I learned why my cat sometimes randomly meows toward the fridge and thereabouts -- a mouse running from under the fridge to under the stove! BOOO.
Ahahahaha! Our cats did the same thing, and we were clueless as to the reason for their insane behavior for MONTHS.
We have since caught 2 mice in this ungodly contraption The Boy built, which consists of an empty paper-towel tube on the edge of the stove, with peanut butter* at the end of the tube, so that when the mouse runs in, the tube tips over and deposits the mouse into a trash can (with a soft bed of shredded newspaper, no lie). And then we take the mouse out and drive it to the park to release it, no lie.
I was actually releasing a mouse when amych was in town for the fencing competition. She called me and I told her I was in the process of driving a mouse to the park, which I'm guessing is quite possibly the last thing she expected to hear.
*(Our joke is that my own love of peanut butter is so great that one night *I* am going to get caught by the trap.
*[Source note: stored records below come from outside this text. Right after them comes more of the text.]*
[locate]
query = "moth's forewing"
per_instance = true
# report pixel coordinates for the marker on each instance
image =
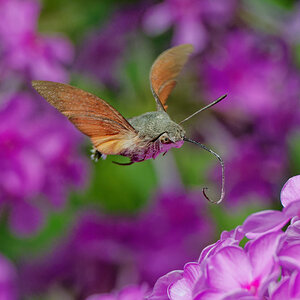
(109, 131)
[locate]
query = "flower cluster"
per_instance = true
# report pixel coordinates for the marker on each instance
(191, 19)
(267, 267)
(38, 161)
(24, 53)
(38, 148)
(262, 110)
(8, 280)
(113, 251)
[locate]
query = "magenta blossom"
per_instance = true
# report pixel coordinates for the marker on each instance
(39, 162)
(189, 18)
(227, 271)
(257, 72)
(24, 51)
(272, 220)
(287, 288)
(127, 293)
(124, 250)
(8, 280)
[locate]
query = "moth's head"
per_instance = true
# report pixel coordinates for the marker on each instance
(172, 135)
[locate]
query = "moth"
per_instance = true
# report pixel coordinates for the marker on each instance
(139, 138)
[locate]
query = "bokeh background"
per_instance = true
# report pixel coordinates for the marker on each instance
(70, 227)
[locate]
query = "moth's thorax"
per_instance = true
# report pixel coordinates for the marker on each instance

But at least I'll have a soft bed of shredded newspaper to land on.)
Somehow, I feel that mice in an actual house is OK, but when you are in an apartment, it is NO GO!
The only time I had mice was when the apartment under me was vacant.
I actually feel better because I'm in an apartment -- I know I can't single-handedly clear them from the building, but maybe they will avoid my apartment? Or at least stay low, because I am on the top floor, and my food is up high...
mice inside anything but a barn or a Beverly Cleary book is NOT ON!
Mice can jump pretty high. Don't ask me how I know this.
My old apartment had a mouse infestation. I got, what, 6? in the 12 years I was there? I credit the cat cooties.
This house is the first place I have lived in Halifax that hasn't had mice at some point. (Knock wood) As long as I have had cats, I've been pretty calm about it. But my cats mostly kept them at bey.
I used to be live trap about mice and we relocated many. UNTIL THE ONE, and I may have mentioned this, BIT MY TOE! And then I was all, die furry motherfucker with the cute wiggly pink nose. My policy is now if it can kill me, I can kill it, and since mice carry Hanta virus in these parts, they qualify.
Liese, I'll be sending a note to the pacifist Christian community to pray for you.